The most important sentence on energy in the DNC platform document is the one it took out: this version of the platform no longer supports an “all of the above” energy strategy.
Coal is out. Nuclear energy and hydropower—which aren’t even mentioned once in the platform. This version seeks to pick winners and losers in the energy space. To remake the energy mix the way the DNC platform committee sees fit, regardless of what the market wants.
You know why that’s a bad idea? Because just about every time the government tries to pick winners and losers in the energy space, the government gets it wrong. Like really, really wrong.
Eight years ago, we were told that coal would be the dominant electricity source for the next 50 years, that we would hit peak oil and gas and need to build new natural gas import terminals, that a renaissance of new nuclear power plants was upon us, and that the vehicle fleet would transition to biofuels. Policies were put into place to adjust to those projections. Fast-forward to today, and just about every one of those predictions has been proven wrong. The one thing the government just couldn’t predict was the pace of innovation. And innovate we did: hydraulic fracturing unlocked hundreds of years’ worth of oil and gas supplies right here in the U.S., renewable energy and energy efficient products and solutions are getting cheaper by the day, the vehicle fleet is getting more efficient and electric vehicles are gaining market share, we are about to become net exporters of oil and gas, and advanced coal and nuclear technologies are getting closer to market.

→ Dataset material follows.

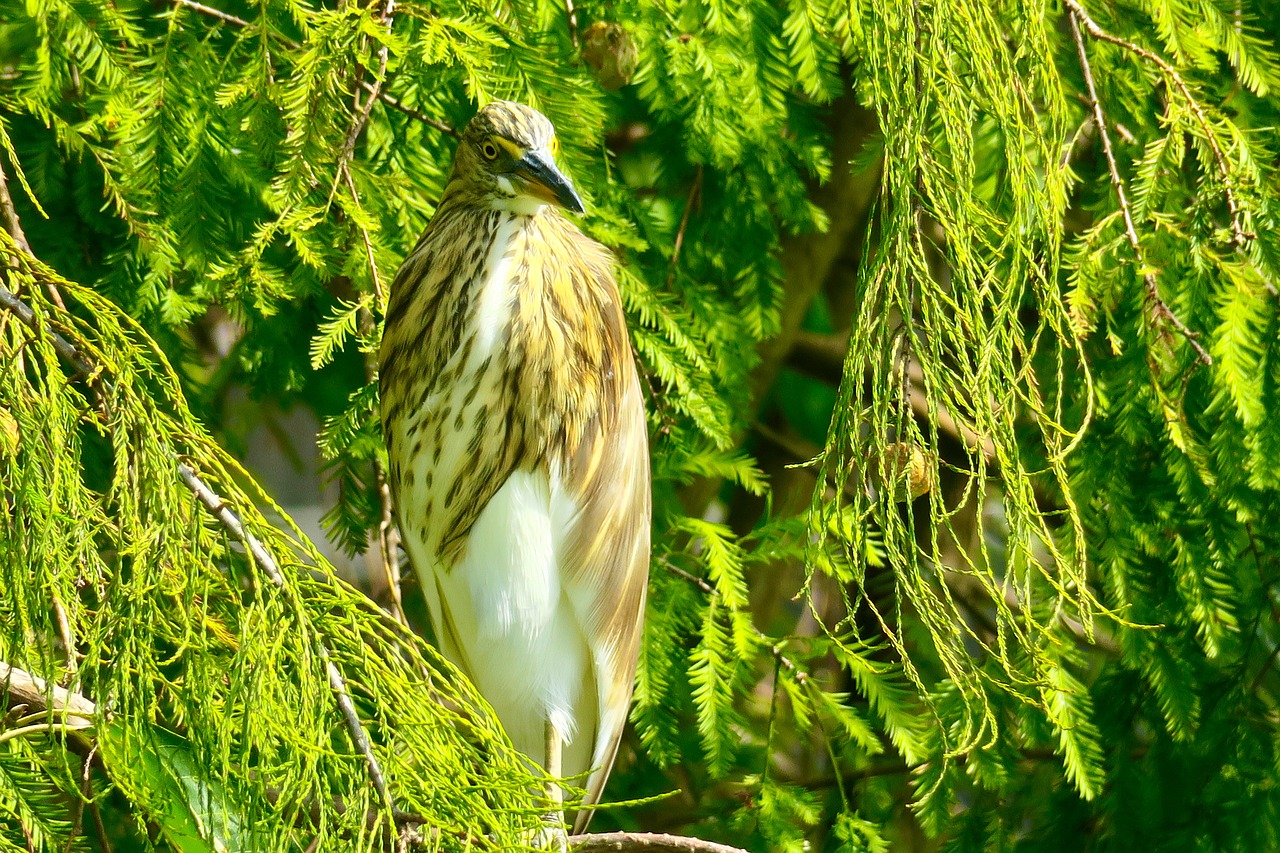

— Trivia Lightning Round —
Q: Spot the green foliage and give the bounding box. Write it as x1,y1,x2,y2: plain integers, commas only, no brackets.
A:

Point being: a commitment to letting the market decide what energy technologies win or lose got us where we are now. And were we are now is a position of energy strength.
Take natural gas. Manufacturers have historically had an outsized reliance on natural gas. Unlike residential consumers, whose main interactions with natural gas are at the power plant and through their stoves and furnaces, manufacturers rely on natural gas for a wide range of direct and indirect uses. Manufacturers use natural gas as a fuel for direct process uses, such as drying, melting, process cooling, machine drive and refrigeration; as a fuel for direct non-process uses in manufacturing establishments, such as heating, ventilation, HVAC and lighting; as a fuel for indirect purposes, such as boilers used to produce electricity and steam; and as a feedstock in refining, chemicals and primary metals sectors. Domestic natural gas has transformed the U.S. economy, made our companies more competitive, created jobs and put money back in the pockets of working Americans.
Over the next decade, total demand for natural gas will increase by 40 percent. Key drivers will be power generation and manufacturing: the chemical industry alone plans to invest in 264 new projects representing $164 billion in capital investment in the United States thanks to natural gas. U.S. supply of natural gas will grow by 48 percent, more than enough to meet growing demand.
Yet the DNC platform document wants to make it significantly harder to access this energy. It wants to stop energy exploration off the coasts, phase it down on public lands, and send the Department of Justice after fossil fuel companies. All of that will make it substantially harder for manufacturers to access the energy that we need to stay competitive.
The DNC platform committee knows as much about the next eight years of our energy future as it did back in 2008. Case in point: the 2008 platform document claimed, “We know we can’t drill our way to energy independence.” Turns out we actually can, and for the most part, have.
The one thing the platform seems to ignore is innovation. Without innovation—without hope—we’re not going to solve any of our environmental challenges and take advantage of new energy opportunities.